Aber die Verlagshandlung Brockhaus verhielt sich zu seinem Antrag ablehnend, da von der ersten Auflage noch genug Exemplare für die Nachfrage vorrätig seien und sie mit derselben »ein zu schlechtes Geschäft« gemacht habe (13. Mai 1843). Auch die Versicherung, dass sein neues Werk aus vierundzwanzigjährigem Nachdenken entstanden und das Beste sei, was er geschrieben habe, dass er nun endlich den Widerstand der stumpfen Welt zu besiegen hoffe, konnte ihre Bedenken nicht wegräumen. Endlich entschloss sie sich, eine neue Auflage des ganzen Werks zu veranstalten, den ersten Band in 500, den zweiten in 750 Exemplaren drucken zu lassen, ohne Kosten und ohne Honorar für den Verfasser. Damit war sein Hauptziel erreicht. »Sie haben mir«, schrieb er den 14. Juni, »eine unerwartete große Freude gemacht, wie ich aufrichtig gestehe; aber eben so aufrichtig versichere ich Sie meiner festen Überzeugung, dass Sie durch Übernahme meines vervollständigten Werks ein gutes Geschäft machen, ja, dass einst der Tag kommen wird, wo Sie über Ihre Bedenklichkeit, die Druckkosten daran zu wenden, herzlich lachen werden.«
»Nicht den Zeitgenossen, nicht den Landsgenossen, – der Menschheit übergebe ich mein nunmehr vollendetes Werk.« So begann die im Februar 1844 geschriebene Vorrede, die sich alsbald in neue Schmähungen wider die Gegenwart und die nachkantischen Scheinphilosophien der drei berufenen Sophisten ergoss, unter denen Hegel auf der Leiter der Beschimpfungen noch eine Sprosse, die letzte, aufzusteigen hatte: er hieß jetzt »dieser geistige Kaliban«. Wenn er dann später nur noch als »Unsinnsschmierer«, »plumper Scharlatan«, »Bierwirtsphysiognomie« bezeichnet wurde, so befand er sich schon auf den Sprossen abwärts und Schopenhauer auf dem Wege der Mäßigung. Es herrsche eben jetzt auf dem Gebiete der Philosophie ein Schreiben und Reden in äußerer Regsamkeit, deren versteckte Triebfedern lediglich egoistische Motive und die Rücksichten auf Staat und Kirche seien. Absichten, nicht Einsichten wären der Leitstern »dieser Tumultuanten«. Von Seiten der Regierung werde die Philosophie als Staatsmittel, von Seiten der Philosophen als Erwerbsmittel betrieben; eben darin bestehe der Unterschied zwischen ihm und den Philosophieprofessoren, dass diese von der Philosophie leben, er dagegen für sie.

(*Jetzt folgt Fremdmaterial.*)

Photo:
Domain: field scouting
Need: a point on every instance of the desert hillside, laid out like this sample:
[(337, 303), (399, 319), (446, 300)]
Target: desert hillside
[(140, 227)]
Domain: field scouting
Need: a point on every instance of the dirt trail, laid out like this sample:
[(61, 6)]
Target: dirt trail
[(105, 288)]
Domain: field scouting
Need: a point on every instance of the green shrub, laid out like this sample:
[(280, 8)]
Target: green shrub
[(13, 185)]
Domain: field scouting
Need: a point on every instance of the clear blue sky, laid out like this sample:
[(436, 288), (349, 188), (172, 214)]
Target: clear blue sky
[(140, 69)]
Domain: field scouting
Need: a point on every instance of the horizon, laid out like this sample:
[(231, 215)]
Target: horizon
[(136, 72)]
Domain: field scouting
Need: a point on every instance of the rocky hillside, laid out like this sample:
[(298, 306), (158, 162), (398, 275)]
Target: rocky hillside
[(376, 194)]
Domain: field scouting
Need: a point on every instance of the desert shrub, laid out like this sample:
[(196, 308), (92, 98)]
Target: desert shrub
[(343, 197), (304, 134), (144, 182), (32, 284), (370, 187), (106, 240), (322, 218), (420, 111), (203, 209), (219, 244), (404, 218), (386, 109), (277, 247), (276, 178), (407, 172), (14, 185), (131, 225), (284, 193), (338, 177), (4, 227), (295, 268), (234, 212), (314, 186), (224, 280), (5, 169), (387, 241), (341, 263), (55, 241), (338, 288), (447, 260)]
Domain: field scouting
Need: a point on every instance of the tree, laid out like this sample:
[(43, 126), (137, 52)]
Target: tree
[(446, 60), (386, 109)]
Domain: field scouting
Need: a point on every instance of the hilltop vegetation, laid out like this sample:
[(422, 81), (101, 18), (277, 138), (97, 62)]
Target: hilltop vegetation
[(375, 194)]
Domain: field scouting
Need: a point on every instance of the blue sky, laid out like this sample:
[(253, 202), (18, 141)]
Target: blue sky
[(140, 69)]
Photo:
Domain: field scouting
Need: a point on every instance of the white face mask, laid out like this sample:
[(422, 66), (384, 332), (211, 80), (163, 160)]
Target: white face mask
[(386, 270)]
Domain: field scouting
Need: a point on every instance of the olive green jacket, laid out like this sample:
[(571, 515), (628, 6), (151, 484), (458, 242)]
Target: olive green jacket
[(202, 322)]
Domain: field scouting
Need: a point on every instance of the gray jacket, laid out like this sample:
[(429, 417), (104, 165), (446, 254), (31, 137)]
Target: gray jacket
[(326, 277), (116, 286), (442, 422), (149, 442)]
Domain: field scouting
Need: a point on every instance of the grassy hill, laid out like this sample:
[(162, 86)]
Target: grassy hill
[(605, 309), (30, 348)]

Diese Tumultuanten? Auf dem Gebiete der Philosophie am Anfang der vierziger Jahre? Darunter können nur Männer gemeint sein wie D. Fr. Strauß, Ludw. Feuerbach, B. Bauer, Fr. Th. Vischer, Arnold Ruge u.a., die, wie man auch sonst über sie und ihre Werke urteilen möge, sämtlich um ihrer Reden und Schriften willen Amt, Stellung und Wirksamkeit einbüßten. Und diese sollen aus Rücksicht auf Staat und Kirche geredet und geschrieben haben? Der Mann, der diese Verleumdungen niederschrieb, war nicht bei Troste. Und was den »Kaliban« betrifft, fortan die typische Bezeichnung Hegels im Munde Schopenhauers, so sind die ersten Worte, welche Shakespeare dieses sein Monstrum ausstoßen lässt, boshafte und verleumderische Schimpfreden, für welche ihn Prospero züchtigt.
Der Ruhm, auch der verdiente, lässt sich nicht erschimpfen. Wenn das möglich wäre, so müsste ihn Schopenhauer durch seine drei letzten Werke in Überfülle gewonnen haben. Aber er blieb völlig unbeachtet, mehr als je. Niemand las den Willen in der Natur; es war »ein Raffael in der Bedientenstube«: so tröstete er sich selbst. Keine Literaturzeitung erwähnte auch nur die beiden Grundprobleme der Ethik, und als er in großer Spannung nach den Erfolgen seines nunmehr vollständigen Hauptwerks sich erkundigte, schrieb ihm der Verleger (den 14. August 1846): »Ich kann Ihnen zu meinem Bedauern nur sagen, dass ich damit ein schlechtes Geschäft gemacht habe, und die nähere Auseinandersetzung überlassen Sie mir wohl«.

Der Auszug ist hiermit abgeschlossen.